In an irony worthy a Greek tragedian, the first act in the drama of water crisis is going to be a global flooding. Global warming will result in a rise in sea levels as the glaciers and ice caps melt, thereby depleting the earth's crucial reservoir of clean, non-saline water
Frogs are being wedded to frogs in elaborate; ritually correct weddings in Assam in an effort to appease Varun, the rain god, because there has been no rain in Assam in the past few months and the ground water is drying up. Quillagua, a Chilean city that holds the distinction of being the driest place on this earth, is dying a parched death. Their lifeline, the river is dying. What the water companies have not taken away, far in excess of what they were supposed to take, the mining companies have polluted to unsustainable levels. In Chamoli, Uttarakhand, the smaller glaciers have disappeared and the largest one has retreated by many miles. United Nations Development reports are warning the world that 'Water Wars' are on the horizon in Africa. Australia is a decade into the worst drought it has witnessed in a century. And in the latest instalment of arguably the world's sexiest spy, James Bond, the villain is not hoarding gold or oil or even arms, the traditional choices of villains the world over, but water. And that, I suppose really tells the story as it is despite all the deniers of climate change.
Ladies and gentlemen, welcome to the new world, a drier world. Today water is fast becoming a resource that is all set to rival oil for value. 71 per cent of earth's surface is covered with water. But of that, only 3 per cent is non saline. And that 3 per cent is distributed across the forms; glaciers, rivers, lakes and ground water. Not only is the human body composed primarily of water but water is one of the fundamental premises for life on earth across life forms, birds, bees and all things that breathe need water. Unfortunately, so do all other things such as agriculture and industry. Simply put, life is water intensive.

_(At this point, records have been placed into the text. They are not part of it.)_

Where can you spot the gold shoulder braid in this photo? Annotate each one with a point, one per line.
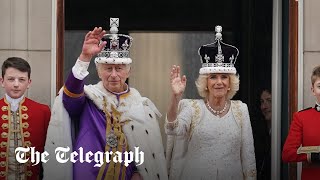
(237, 112)
(115, 141)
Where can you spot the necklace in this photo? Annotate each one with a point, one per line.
(217, 112)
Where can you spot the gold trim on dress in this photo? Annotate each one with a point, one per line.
(70, 94)
(25, 125)
(3, 144)
(4, 117)
(308, 149)
(27, 143)
(29, 173)
(251, 173)
(25, 116)
(26, 134)
(3, 174)
(24, 108)
(4, 135)
(4, 108)
(5, 126)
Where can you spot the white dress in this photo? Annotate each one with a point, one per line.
(217, 148)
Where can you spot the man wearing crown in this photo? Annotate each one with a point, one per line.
(210, 138)
(113, 117)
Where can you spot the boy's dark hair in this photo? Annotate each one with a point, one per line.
(17, 63)
(315, 74)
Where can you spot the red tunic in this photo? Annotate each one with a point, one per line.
(305, 131)
(34, 119)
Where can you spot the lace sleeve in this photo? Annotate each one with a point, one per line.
(181, 125)
(247, 147)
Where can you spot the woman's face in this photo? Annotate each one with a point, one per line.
(265, 105)
(316, 89)
(218, 85)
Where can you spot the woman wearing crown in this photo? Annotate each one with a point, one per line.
(210, 138)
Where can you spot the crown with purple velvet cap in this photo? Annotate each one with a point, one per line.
(218, 57)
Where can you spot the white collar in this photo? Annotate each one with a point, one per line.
(14, 103)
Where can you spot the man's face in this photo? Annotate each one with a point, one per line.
(265, 105)
(316, 89)
(113, 76)
(15, 82)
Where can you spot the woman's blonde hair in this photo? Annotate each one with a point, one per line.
(202, 85)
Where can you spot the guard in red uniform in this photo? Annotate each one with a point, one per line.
(303, 141)
(23, 122)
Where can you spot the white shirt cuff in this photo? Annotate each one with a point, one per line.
(80, 69)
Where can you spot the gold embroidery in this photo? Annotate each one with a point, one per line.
(4, 135)
(25, 125)
(3, 144)
(4, 117)
(27, 143)
(4, 108)
(3, 154)
(25, 116)
(29, 173)
(308, 149)
(24, 108)
(70, 94)
(196, 117)
(251, 173)
(5, 126)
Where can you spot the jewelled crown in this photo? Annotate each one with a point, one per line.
(218, 57)
(117, 48)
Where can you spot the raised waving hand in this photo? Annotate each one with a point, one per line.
(91, 45)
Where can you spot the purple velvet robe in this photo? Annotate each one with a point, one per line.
(92, 130)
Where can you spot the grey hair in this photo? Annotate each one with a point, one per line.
(202, 84)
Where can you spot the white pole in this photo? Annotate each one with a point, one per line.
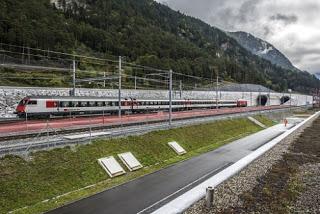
(180, 87)
(119, 89)
(135, 82)
(217, 83)
(74, 78)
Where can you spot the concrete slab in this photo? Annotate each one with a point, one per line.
(111, 166)
(177, 148)
(130, 161)
(257, 122)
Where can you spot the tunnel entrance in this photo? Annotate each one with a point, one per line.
(284, 99)
(262, 100)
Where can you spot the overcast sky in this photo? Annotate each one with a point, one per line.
(292, 26)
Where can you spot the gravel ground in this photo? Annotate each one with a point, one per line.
(228, 194)
(309, 200)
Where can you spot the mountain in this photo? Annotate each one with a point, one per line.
(144, 31)
(263, 49)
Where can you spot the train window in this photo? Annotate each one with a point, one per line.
(91, 104)
(32, 102)
(84, 104)
(70, 104)
(63, 104)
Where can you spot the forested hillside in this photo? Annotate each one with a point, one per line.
(145, 32)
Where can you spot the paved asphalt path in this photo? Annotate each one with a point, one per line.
(34, 125)
(154, 190)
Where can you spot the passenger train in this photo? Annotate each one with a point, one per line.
(42, 106)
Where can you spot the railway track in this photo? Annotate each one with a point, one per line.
(12, 144)
(85, 128)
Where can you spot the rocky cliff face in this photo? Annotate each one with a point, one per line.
(263, 49)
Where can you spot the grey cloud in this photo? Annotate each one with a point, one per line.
(273, 21)
(286, 19)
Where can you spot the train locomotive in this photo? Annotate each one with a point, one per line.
(45, 107)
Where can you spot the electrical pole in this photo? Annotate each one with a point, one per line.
(74, 78)
(217, 85)
(170, 97)
(180, 89)
(135, 82)
(290, 91)
(119, 89)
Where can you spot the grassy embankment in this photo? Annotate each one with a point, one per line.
(36, 183)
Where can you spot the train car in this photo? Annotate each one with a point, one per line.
(242, 103)
(42, 106)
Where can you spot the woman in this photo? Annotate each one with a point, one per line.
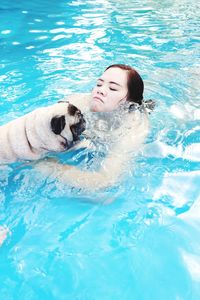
(116, 123)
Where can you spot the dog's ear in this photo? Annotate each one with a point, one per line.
(73, 110)
(58, 124)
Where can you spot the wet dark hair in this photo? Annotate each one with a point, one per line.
(135, 83)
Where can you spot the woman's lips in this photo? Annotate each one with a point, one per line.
(97, 99)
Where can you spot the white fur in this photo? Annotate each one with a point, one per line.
(30, 136)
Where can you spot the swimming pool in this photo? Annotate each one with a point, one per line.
(67, 244)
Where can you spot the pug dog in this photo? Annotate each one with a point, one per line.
(54, 128)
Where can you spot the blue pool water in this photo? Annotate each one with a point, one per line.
(136, 241)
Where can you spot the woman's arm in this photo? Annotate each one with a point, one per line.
(113, 166)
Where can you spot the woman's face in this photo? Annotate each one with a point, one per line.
(110, 91)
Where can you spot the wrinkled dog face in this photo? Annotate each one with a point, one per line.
(68, 123)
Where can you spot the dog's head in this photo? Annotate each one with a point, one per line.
(66, 124)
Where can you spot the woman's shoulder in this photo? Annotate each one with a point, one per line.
(81, 100)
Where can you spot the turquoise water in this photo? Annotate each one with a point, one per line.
(139, 240)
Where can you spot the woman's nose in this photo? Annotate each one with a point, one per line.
(101, 90)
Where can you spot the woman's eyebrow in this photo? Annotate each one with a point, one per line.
(111, 82)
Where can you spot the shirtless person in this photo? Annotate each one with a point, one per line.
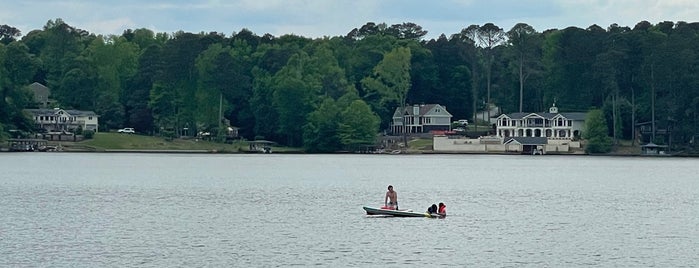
(393, 197)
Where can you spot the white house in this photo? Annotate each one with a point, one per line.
(421, 118)
(552, 125)
(534, 133)
(64, 120)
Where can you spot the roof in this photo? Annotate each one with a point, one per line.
(424, 109)
(571, 116)
(528, 140)
(53, 112)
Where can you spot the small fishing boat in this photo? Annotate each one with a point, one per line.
(399, 213)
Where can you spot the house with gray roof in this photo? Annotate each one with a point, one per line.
(60, 120)
(523, 133)
(551, 125)
(421, 118)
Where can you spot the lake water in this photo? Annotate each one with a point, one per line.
(200, 210)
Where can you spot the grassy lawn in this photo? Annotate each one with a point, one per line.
(420, 144)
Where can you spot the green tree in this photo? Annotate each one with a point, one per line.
(524, 43)
(320, 134)
(490, 36)
(595, 133)
(389, 84)
(293, 98)
(358, 124)
(17, 67)
(8, 34)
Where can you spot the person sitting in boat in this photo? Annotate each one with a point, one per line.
(432, 209)
(442, 210)
(391, 200)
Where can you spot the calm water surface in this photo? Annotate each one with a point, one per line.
(172, 210)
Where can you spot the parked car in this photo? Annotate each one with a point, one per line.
(127, 130)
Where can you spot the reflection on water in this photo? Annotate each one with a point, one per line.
(158, 210)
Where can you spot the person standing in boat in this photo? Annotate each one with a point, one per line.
(442, 210)
(391, 200)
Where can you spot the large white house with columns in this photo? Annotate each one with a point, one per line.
(534, 133)
(552, 125)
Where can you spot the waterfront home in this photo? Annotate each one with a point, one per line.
(421, 118)
(528, 133)
(60, 120)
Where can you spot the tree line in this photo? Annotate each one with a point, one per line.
(328, 93)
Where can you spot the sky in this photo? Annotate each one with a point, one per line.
(320, 18)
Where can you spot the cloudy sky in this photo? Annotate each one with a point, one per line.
(318, 18)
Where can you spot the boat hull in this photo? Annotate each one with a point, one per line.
(399, 213)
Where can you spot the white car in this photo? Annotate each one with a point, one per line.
(128, 130)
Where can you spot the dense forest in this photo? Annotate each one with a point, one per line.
(327, 93)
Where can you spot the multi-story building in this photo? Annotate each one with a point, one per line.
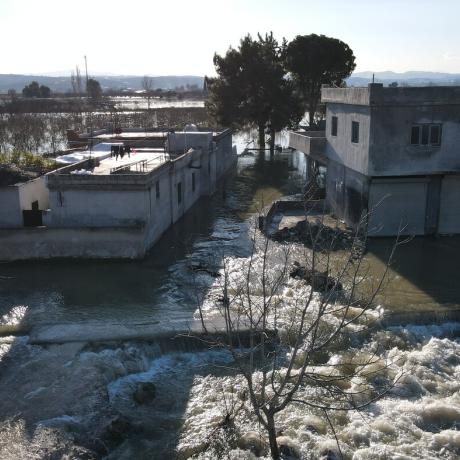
(393, 153)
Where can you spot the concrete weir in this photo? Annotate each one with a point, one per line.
(173, 335)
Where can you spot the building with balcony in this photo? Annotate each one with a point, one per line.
(110, 207)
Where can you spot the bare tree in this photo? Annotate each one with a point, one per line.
(280, 346)
(147, 86)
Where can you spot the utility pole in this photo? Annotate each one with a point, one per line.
(90, 115)
(86, 69)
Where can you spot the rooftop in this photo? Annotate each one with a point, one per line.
(376, 94)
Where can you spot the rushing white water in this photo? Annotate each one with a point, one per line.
(60, 398)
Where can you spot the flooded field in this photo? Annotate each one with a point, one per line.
(77, 399)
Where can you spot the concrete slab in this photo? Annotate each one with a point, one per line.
(152, 158)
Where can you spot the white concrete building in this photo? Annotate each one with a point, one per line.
(112, 208)
(392, 152)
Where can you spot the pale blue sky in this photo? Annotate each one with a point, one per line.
(180, 37)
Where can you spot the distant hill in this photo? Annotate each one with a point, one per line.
(62, 84)
(411, 78)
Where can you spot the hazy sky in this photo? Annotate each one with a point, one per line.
(173, 37)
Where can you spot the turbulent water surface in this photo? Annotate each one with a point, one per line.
(76, 399)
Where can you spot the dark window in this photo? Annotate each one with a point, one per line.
(334, 126)
(354, 132)
(435, 134)
(415, 135)
(179, 193)
(425, 134)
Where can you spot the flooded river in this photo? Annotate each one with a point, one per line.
(76, 399)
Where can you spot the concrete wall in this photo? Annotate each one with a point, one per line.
(391, 152)
(312, 143)
(398, 205)
(104, 208)
(46, 243)
(34, 190)
(116, 215)
(183, 141)
(340, 148)
(10, 207)
(449, 213)
(346, 193)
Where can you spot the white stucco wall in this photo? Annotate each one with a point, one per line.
(10, 207)
(34, 190)
(340, 148)
(98, 208)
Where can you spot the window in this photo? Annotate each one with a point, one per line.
(334, 126)
(179, 193)
(425, 134)
(354, 132)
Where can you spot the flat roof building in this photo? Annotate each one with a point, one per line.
(393, 153)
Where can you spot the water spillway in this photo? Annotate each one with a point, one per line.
(96, 331)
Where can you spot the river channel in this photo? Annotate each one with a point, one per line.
(76, 396)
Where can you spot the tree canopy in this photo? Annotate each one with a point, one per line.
(316, 60)
(251, 89)
(270, 86)
(36, 90)
(93, 88)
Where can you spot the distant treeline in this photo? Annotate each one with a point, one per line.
(63, 84)
(69, 103)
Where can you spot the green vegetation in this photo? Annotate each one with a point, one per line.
(93, 88)
(36, 90)
(270, 86)
(27, 161)
(316, 60)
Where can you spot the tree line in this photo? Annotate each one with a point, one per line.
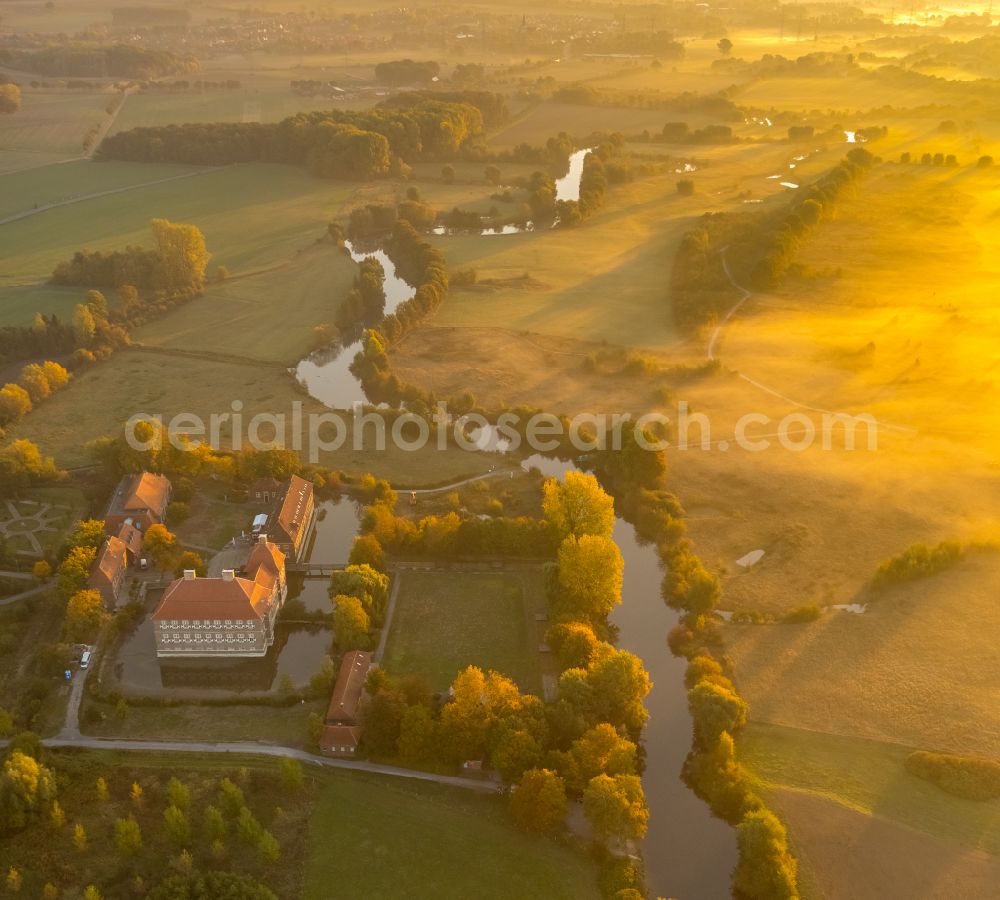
(117, 61)
(583, 744)
(338, 143)
(766, 869)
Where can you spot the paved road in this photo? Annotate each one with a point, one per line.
(253, 748)
(450, 487)
(71, 725)
(717, 332)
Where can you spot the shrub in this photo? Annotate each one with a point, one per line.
(802, 614)
(918, 561)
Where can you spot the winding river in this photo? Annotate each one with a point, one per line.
(688, 853)
(326, 373)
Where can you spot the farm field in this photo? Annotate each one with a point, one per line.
(73, 181)
(447, 621)
(450, 844)
(102, 398)
(252, 216)
(888, 674)
(863, 827)
(268, 316)
(51, 125)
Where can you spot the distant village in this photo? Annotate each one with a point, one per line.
(231, 614)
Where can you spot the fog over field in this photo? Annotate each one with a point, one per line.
(499, 449)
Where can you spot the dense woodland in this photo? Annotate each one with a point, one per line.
(342, 143)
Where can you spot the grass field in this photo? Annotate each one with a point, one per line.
(102, 398)
(23, 191)
(288, 726)
(870, 777)
(445, 622)
(268, 316)
(918, 668)
(367, 838)
(246, 105)
(52, 123)
(863, 827)
(252, 216)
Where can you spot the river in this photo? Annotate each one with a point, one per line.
(326, 373)
(688, 852)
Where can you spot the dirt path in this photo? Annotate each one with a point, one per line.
(69, 201)
(745, 295)
(256, 749)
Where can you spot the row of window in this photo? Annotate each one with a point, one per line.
(217, 638)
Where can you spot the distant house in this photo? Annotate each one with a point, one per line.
(342, 731)
(108, 574)
(229, 616)
(292, 518)
(131, 537)
(265, 490)
(139, 500)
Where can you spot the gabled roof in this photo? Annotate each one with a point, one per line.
(245, 598)
(110, 560)
(336, 736)
(347, 691)
(264, 560)
(213, 598)
(142, 492)
(131, 537)
(292, 513)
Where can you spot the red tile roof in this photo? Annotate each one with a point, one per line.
(294, 507)
(111, 560)
(148, 491)
(213, 598)
(347, 691)
(336, 737)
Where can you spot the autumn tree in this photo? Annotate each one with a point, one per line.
(189, 560)
(128, 837)
(578, 506)
(599, 751)
(85, 616)
(616, 807)
(160, 545)
(87, 533)
(766, 870)
(351, 624)
(15, 402)
(481, 703)
(182, 253)
(715, 708)
(177, 826)
(214, 824)
(368, 585)
(27, 790)
(366, 550)
(590, 575)
(538, 804)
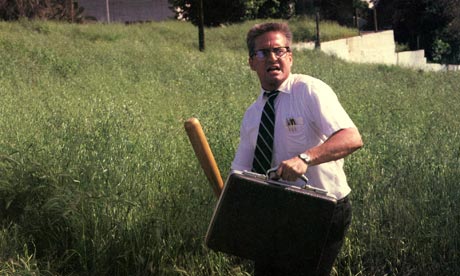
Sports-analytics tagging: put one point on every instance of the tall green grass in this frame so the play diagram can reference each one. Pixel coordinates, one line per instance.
(97, 176)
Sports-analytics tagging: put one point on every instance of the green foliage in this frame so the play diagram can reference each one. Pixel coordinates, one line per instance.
(426, 24)
(223, 12)
(97, 176)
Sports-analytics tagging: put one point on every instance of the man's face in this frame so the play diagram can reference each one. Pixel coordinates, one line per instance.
(271, 70)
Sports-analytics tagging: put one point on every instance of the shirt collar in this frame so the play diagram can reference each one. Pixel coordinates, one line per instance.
(285, 87)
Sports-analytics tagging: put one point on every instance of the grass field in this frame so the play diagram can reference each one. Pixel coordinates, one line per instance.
(97, 176)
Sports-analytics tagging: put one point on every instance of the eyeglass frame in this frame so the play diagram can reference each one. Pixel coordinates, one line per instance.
(264, 53)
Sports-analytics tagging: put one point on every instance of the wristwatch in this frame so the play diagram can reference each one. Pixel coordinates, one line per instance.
(306, 158)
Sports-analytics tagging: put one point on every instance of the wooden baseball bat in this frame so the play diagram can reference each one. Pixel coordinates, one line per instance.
(204, 154)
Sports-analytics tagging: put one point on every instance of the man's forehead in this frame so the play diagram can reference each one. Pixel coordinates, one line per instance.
(270, 40)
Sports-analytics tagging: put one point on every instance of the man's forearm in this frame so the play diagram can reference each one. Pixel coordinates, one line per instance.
(337, 146)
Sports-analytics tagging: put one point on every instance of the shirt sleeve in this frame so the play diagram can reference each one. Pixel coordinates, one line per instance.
(327, 113)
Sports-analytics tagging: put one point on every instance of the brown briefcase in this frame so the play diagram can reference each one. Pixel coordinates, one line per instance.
(260, 218)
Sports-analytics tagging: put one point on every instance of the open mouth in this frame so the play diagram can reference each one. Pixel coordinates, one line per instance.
(273, 68)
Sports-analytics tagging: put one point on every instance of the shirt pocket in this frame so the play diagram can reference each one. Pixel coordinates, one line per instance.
(296, 136)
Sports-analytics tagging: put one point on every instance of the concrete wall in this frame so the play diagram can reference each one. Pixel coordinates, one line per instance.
(127, 10)
(376, 48)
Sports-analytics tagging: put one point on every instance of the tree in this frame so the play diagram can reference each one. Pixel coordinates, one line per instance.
(231, 11)
(432, 25)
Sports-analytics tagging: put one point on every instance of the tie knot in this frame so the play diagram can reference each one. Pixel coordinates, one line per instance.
(270, 94)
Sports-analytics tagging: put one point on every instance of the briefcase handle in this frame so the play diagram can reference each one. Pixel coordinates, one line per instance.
(271, 174)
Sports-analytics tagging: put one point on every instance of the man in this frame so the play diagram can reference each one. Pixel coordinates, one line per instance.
(312, 134)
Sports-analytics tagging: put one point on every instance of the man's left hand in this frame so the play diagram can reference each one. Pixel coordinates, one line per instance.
(292, 169)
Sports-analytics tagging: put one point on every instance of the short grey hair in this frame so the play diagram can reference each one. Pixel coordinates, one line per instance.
(260, 29)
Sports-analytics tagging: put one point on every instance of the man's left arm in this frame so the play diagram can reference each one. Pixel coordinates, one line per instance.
(338, 145)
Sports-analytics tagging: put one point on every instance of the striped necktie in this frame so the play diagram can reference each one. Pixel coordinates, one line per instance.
(264, 146)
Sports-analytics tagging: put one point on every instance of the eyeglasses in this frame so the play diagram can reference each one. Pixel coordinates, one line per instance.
(264, 53)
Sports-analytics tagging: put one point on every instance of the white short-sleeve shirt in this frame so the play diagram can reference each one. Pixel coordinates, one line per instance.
(307, 113)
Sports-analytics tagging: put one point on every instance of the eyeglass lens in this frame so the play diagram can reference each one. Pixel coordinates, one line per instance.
(279, 52)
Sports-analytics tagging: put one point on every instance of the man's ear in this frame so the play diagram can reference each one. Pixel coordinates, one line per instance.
(251, 63)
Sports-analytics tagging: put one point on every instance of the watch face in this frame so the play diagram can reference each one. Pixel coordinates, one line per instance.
(305, 158)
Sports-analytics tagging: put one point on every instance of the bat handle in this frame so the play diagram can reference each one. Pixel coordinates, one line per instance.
(204, 154)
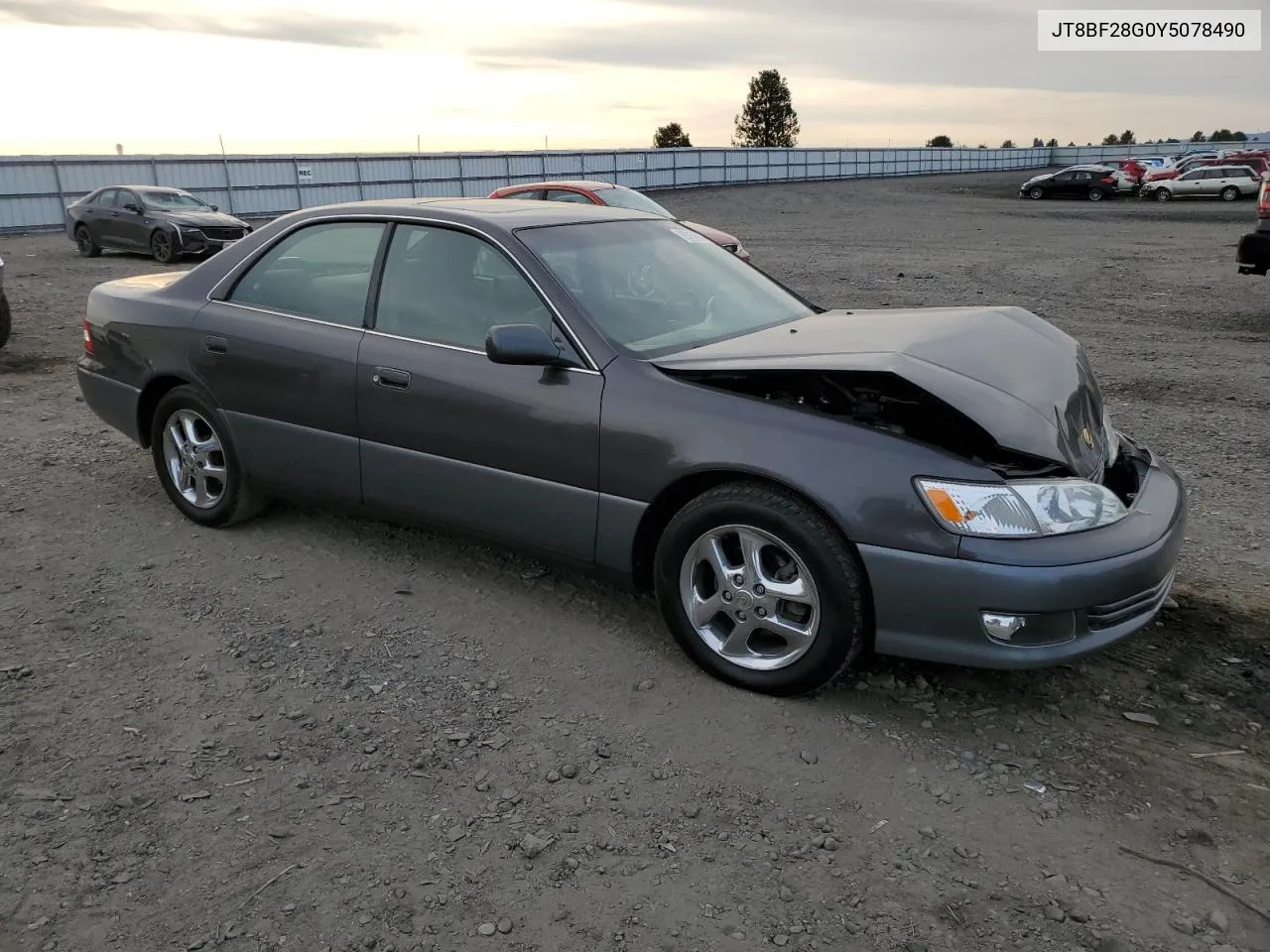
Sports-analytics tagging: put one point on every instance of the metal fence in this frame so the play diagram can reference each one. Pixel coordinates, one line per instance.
(36, 189)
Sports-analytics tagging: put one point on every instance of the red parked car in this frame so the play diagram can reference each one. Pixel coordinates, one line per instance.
(616, 197)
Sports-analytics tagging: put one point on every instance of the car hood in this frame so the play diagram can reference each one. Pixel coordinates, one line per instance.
(199, 220)
(1021, 379)
(719, 238)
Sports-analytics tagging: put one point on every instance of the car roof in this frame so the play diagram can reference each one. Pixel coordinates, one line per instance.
(506, 213)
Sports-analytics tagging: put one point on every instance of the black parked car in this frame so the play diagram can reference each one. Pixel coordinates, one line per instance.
(1092, 181)
(166, 222)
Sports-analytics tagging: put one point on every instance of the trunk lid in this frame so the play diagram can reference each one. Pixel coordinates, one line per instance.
(1021, 379)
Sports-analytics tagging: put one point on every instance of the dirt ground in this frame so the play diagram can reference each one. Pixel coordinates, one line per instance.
(320, 733)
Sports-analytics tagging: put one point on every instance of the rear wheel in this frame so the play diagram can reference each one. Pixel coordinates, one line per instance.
(760, 589)
(163, 248)
(5, 318)
(85, 244)
(195, 460)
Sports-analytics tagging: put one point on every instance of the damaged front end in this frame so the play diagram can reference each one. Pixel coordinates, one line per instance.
(887, 402)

Possibly the biggest problem we face is one that is entirely man made: pollution of water sources. Urban centres in India and in many other countries are faced with the mammoth task of not only providing access to clean drinking water but of dealing with the waste that is generated. In our country, despite the stringent environmental laws (all of which are obviously flouted), nearly all of our river systems are heavily polluted and many, like the Yamuna, are literally dying. From industrial effluents to human waste, we dump it all in the rivers and lakes. One of the greatest developmental challenges around the world today is access to clean water for consumption. Its lack equals a whole lot of diseases. A disproportionately large number of deaths can be related to water: lack of clean drinking water and sanitation is now the single largest cause of illness worldwide. It is estimated that by 2020, more people will have died due to water borne diseases and the lack of clean water than the HIV/AIDS pandemic. Currently the planet earth is home to nearly six and a half billion people. And going by current trends, the figure will soon reach eight billion. And each human being needs a basic minimum quantity of water just to ensure survival. An increase in population equals a surge in demand for food, both livestock and agriculture are water intensive.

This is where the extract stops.